Séduction, emprise, destruction… ces manipulateurs peuvent pousser leur conjoint(e) au suicide.

Il avance toujours masqué. Il repère sa proie et ne la lâche plus. Enjôleur, compréhensif, attentif, il est à l’écoute de sa bien-aimée, qui, dit-il, est tout pour lui. Il la séduit, se rend indispensable, propose le mariage. La victime est comblée. Prise au piège, elle ne va pas tarder à déchanter. Le masque tombe, plus ou moins vite.

L’homme qu’elle a épousé se révèle être un prédateur de l’amour. Docteur Jekyll et Mr. Hyde. Il humilie sa proie, la dévalorise, la culpabilise, la harcèle, provoquant les disputes, mais jamais en public. C’est un champion de la manipulation.
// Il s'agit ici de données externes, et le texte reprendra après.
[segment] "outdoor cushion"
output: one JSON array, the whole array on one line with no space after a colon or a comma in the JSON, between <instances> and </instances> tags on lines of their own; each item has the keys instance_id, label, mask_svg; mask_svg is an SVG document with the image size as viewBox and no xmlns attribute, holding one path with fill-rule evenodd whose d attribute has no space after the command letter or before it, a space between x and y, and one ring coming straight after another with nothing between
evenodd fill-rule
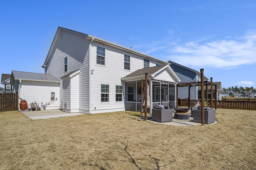
<instances>
[{"instance_id":1,"label":"outdoor cushion","mask_svg":"<svg viewBox=\"0 0 256 170\"><path fill-rule=\"evenodd\" d=\"M160 104L158 104L158 107L160 107L162 108L162 109L164 110L164 105L161 105Z\"/></svg>"}]
</instances>

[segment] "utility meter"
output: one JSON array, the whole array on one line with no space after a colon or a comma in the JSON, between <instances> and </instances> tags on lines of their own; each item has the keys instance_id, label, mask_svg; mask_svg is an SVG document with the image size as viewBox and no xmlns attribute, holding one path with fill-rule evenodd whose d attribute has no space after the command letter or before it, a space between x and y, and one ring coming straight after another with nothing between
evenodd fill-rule
<instances>
[{"instance_id":1,"label":"utility meter","mask_svg":"<svg viewBox=\"0 0 256 170\"><path fill-rule=\"evenodd\" d=\"M55 100L55 92L51 92L51 102L54 101Z\"/></svg>"}]
</instances>

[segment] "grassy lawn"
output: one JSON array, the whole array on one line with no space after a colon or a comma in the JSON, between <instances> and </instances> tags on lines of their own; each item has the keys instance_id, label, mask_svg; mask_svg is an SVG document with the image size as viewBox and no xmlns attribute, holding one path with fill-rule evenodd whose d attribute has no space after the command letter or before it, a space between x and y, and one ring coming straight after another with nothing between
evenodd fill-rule
<instances>
[{"instance_id":1,"label":"grassy lawn","mask_svg":"<svg viewBox=\"0 0 256 170\"><path fill-rule=\"evenodd\" d=\"M178 127L122 111L32 121L0 112L0 169L256 169L256 111Z\"/></svg>"}]
</instances>

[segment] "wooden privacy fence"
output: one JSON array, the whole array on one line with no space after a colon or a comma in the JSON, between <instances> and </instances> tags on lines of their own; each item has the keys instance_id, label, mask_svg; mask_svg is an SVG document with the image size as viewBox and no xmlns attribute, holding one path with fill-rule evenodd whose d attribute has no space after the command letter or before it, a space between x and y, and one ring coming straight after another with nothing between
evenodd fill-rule
<instances>
[{"instance_id":1,"label":"wooden privacy fence","mask_svg":"<svg viewBox=\"0 0 256 170\"><path fill-rule=\"evenodd\" d=\"M256 110L256 101L238 100L218 100L217 108L220 109L238 109L241 110ZM195 103L196 100L190 100L190 103ZM215 101L214 100L213 106L211 106L210 100L208 100L210 107L215 108ZM182 107L188 107L189 105L188 99L180 99L178 101L178 106Z\"/></svg>"},{"instance_id":2,"label":"wooden privacy fence","mask_svg":"<svg viewBox=\"0 0 256 170\"><path fill-rule=\"evenodd\" d=\"M0 111L18 110L18 93L0 94Z\"/></svg>"}]
</instances>

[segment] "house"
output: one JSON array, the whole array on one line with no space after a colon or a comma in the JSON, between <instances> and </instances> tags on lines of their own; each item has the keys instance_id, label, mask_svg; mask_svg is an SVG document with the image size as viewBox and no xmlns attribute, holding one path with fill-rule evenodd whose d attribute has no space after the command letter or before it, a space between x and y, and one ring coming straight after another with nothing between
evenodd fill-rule
<instances>
[{"instance_id":1,"label":"house","mask_svg":"<svg viewBox=\"0 0 256 170\"><path fill-rule=\"evenodd\" d=\"M10 83L18 92L19 103L26 100L28 105L36 102L45 109L60 108L60 82L52 75L13 70Z\"/></svg>"},{"instance_id":2,"label":"house","mask_svg":"<svg viewBox=\"0 0 256 170\"><path fill-rule=\"evenodd\" d=\"M223 93L222 93L223 94ZM234 96L236 97L236 98L241 98L242 97L242 94L238 92L234 92L233 94L233 95L234 95Z\"/></svg>"},{"instance_id":3,"label":"house","mask_svg":"<svg viewBox=\"0 0 256 170\"><path fill-rule=\"evenodd\" d=\"M176 84L180 80L169 64L130 48L59 27L42 67L46 74L60 81L60 99L55 101L60 109L94 113L132 107L138 111L146 73L148 82L144 87L149 86L151 108L175 100Z\"/></svg>"},{"instance_id":4,"label":"house","mask_svg":"<svg viewBox=\"0 0 256 170\"><path fill-rule=\"evenodd\" d=\"M13 92L13 87L10 84L11 74L2 74L1 84L2 84L2 93L10 93Z\"/></svg>"},{"instance_id":5,"label":"house","mask_svg":"<svg viewBox=\"0 0 256 170\"><path fill-rule=\"evenodd\" d=\"M221 94L222 97L229 97L229 93L228 92L223 92Z\"/></svg>"},{"instance_id":6,"label":"house","mask_svg":"<svg viewBox=\"0 0 256 170\"><path fill-rule=\"evenodd\" d=\"M213 89L213 100L215 100L215 85L216 85L216 87L217 88L217 100L221 100L222 99L222 87L221 86L221 82L212 82L213 86L212 86L212 89ZM204 86L204 98L206 99L206 94L205 93L205 91L206 89L206 86ZM198 99L201 99L201 87L199 86L198 88ZM208 86L208 100L210 100L211 99L211 86Z\"/></svg>"},{"instance_id":7,"label":"house","mask_svg":"<svg viewBox=\"0 0 256 170\"><path fill-rule=\"evenodd\" d=\"M181 82L179 83L190 82L198 82L201 81L200 79L200 73L188 67L169 61L171 67L178 77L180 79ZM204 80L208 81L209 79L204 76ZM188 87L179 87L178 98L180 99L185 99L188 97ZM198 86L192 86L190 88L190 99L198 100Z\"/></svg>"}]
</instances>

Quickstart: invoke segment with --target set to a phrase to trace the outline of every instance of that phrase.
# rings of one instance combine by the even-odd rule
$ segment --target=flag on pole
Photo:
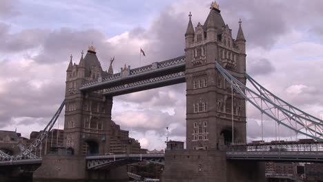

Elle craint ses sautes d’humeur, ses colères. Elle fait tout pour arranger les choses. Mais rien n’y fait. Ce scénario est typique du « pervers narcissique ».
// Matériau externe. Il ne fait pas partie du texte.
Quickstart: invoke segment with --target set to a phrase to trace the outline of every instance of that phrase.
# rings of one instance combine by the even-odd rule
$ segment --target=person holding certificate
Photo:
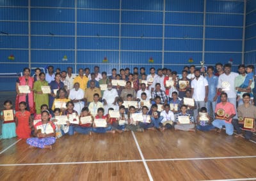
[[[252,138],[253,133],[255,133],[256,129],[256,106],[252,105],[250,103],[250,94],[244,93],[243,94],[243,101],[244,103],[237,108],[237,114],[238,117],[240,119],[243,120],[244,122],[244,118],[253,119],[254,120],[252,122],[252,127],[251,129],[247,129],[244,131],[244,138],[246,140],[250,140]],[[241,127],[244,127],[244,124],[239,124],[239,121],[236,119],[233,119],[232,122],[234,127],[237,131],[237,134],[235,136],[235,137],[242,137],[242,131],[241,129]]]
[[[52,145],[56,141],[55,126],[50,120],[50,113],[47,110],[42,112],[42,121],[35,126],[36,130],[34,136],[36,138],[27,139],[29,147],[37,147],[45,149],[52,149]]]
[[[42,86],[49,86],[48,82],[45,80],[45,74],[44,72],[41,72],[39,74],[40,80],[36,81],[34,83],[34,99],[36,106],[36,113],[41,113],[41,105],[46,105],[49,106],[49,94],[51,93],[44,92],[42,90]],[[49,87],[51,91],[51,89]]]
[[[186,105],[180,106],[180,112],[176,116],[176,124],[174,126],[175,130],[195,131],[194,127],[194,120],[193,117],[187,113]]]
[[[99,120],[100,124],[104,124],[105,127],[97,127],[98,125],[97,125],[95,120],[97,120],[97,121]],[[106,122],[106,124],[104,122]],[[112,130],[112,127],[111,126],[108,126],[107,124],[107,117],[104,115],[103,108],[98,108],[97,114],[95,117],[93,124],[92,131],[98,133],[115,133],[115,130]]]
[[[53,111],[56,108],[60,108],[61,113],[67,110],[66,104],[67,102],[70,101],[70,99],[67,98],[68,92],[65,88],[60,88],[57,91],[57,96],[53,102],[52,110]]]
[[[5,110],[1,111],[0,115],[0,120],[3,120],[2,125],[2,139],[16,137],[16,126],[14,120],[15,111],[12,108],[12,101],[10,100],[5,101],[4,106]]]
[[[64,88],[64,83],[60,81],[61,77],[61,74],[60,73],[56,73],[55,74],[55,80],[52,80],[52,82],[51,82],[51,83],[49,83],[49,85],[51,87],[51,96],[49,100],[49,107],[50,108],[52,108],[52,106],[54,106],[53,102],[54,101],[55,98],[57,97],[58,91],[56,92],[56,93],[55,93],[56,92],[54,92],[54,90],[60,90],[60,89],[61,88]],[[65,89],[65,92],[67,92],[66,89]],[[67,92],[65,98],[67,97]],[[54,108],[52,108],[52,110],[54,110]]]
[[[232,120],[236,115],[235,106],[227,101],[228,95],[226,92],[220,94],[220,99],[221,102],[217,104],[215,109],[215,120],[212,122],[212,125],[219,129],[218,132],[221,132],[222,126],[225,126],[227,134],[232,135],[234,126]]]
[[[16,82],[16,101],[15,101],[15,110],[19,111],[19,103],[24,101],[27,105],[27,110],[30,112],[30,113],[33,114],[35,112],[34,105],[34,93],[33,92],[33,86],[34,83],[34,78],[30,76],[30,69],[25,68],[23,69],[23,76],[17,78]],[[28,86],[28,92],[24,92],[24,90],[21,88],[26,88],[28,87],[20,87],[22,85]]]
[[[84,107],[81,110],[79,125],[74,127],[74,132],[91,135],[93,120],[93,117],[90,113],[89,109],[87,107]]]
pervers-narcissiques-predateurs-impitoyables

Cette pathologie, encore discutée parmi les spécialistes, a été décrite pour la première fois par le psychanalyste Paul-Claude Racamier (1924-1996) dans un article, « Entre agonie psychique, déni psychotique et perversion narcissique », paru dans la Revue française de psychanalyse, en 1986. Marie-France Hirigoyen, psychiatre et psychanalyste, l’a fait découvrir au grand public grâce à son best-seller Le Harcèlement moral (La Découverte & Syros, 1998). « On compte autant d’hommes que de femmes atteints, explique-t-elle. La violence des pervers narcissiques repose sur le triptyque : séduction, emprise, manipulation. Si on retrouve chez eux les traits communs de tous les pervers moraux [par opposition aux pervers sexuels], ils sont beaucoup plus calculateurs et présentent une capacité de destruction très supérieure. » Auteur d’un livre récent sur la manipulation (Abus de faiblesse et autres manipulations, JC Lattès, 300 p., 18 euros), la psychiatre use d’une image forte pour les définir : « Des vampires qui ont besoin de regonfler leur estime d’eux-mêmes en vidant leur victime de sa substance. »

Le pervers narcissique ne supporte pas la générosité, les pensées nobles, tout ce qui est du registre des qualités morales. « Il y a chez eux une grande jouissance associée à la transgression. Ils prennent plaisir à heurter le sens moral de l’autre ou à le pervertir, et à contourner la loi », développe Marie-France Hirigoyen. « On en voit de plus en plus, poursuit-elle. Le durcissement du monde du travail qui incite à la débrouille et à la triche a valorisé ce type de comportement. Les perversions morales, c’est-à-dire le fait d’utiliser l’autre comme un objet, sont devenues les nouvelles pathologies de notre société. »

Mathilde Cartel a rencontré très jeune, lors de vacances, celui qui est désormais son ex-mari. « Au départ, il adhérait à tous mes rêves. Il s’était composé un personnage qui correspondait à ce que je recherchais », se souvient-elle. Il est différent des autres, parle peu, mais s’exprime très bien, l’impressionne par ses propos philosophiques. Elle qui manque de confiance, il la met sur un piédestal. De retour de vacances, il lui envoie une lettre chaque jour. « Je suis sa Mère Teresa. Je me sens utile, et il me donne l’impression d’être instruite », dit-elle. Cela prendra deux ans pour que Frédéric séduise Mathilde. Il la coupe de sa famille, l’épouse, prend un poste à l’étranger.

Une fois sa victime prise au piège, il dévoile son vrai visage. Il la persuade qu’elle n’est rien sans lui, devient odieux, la rabaisse avec des réflexions blessantes, du style : « T’as un cerveau, tu n’as qu’à le faire fonctionner. » Il l’insulte, la traite de « connasse », de « putasse », lui dit de fermer « sa grande gueule ». Quand, à bout, elle parle de le quitter, il menace de se tuer avec les enfants, la supplie, lui dit qu’il a besoin d’elle. « Il me fait un lavage de cerveau. Je ne suis plus qu’une marionnette dont il manie les ficelles à sa guise. Je n’ai plus de pensées propres. Je subis sans consentir », raconte-t-elle. Tout est de sa faute, lui ne se remet jamais en question. Il la frappe. Mais à l’extérieur, il fait bonne figure. On envie ce couple modèle. Un jour, il passe les bornes et s’en prend aux enfants.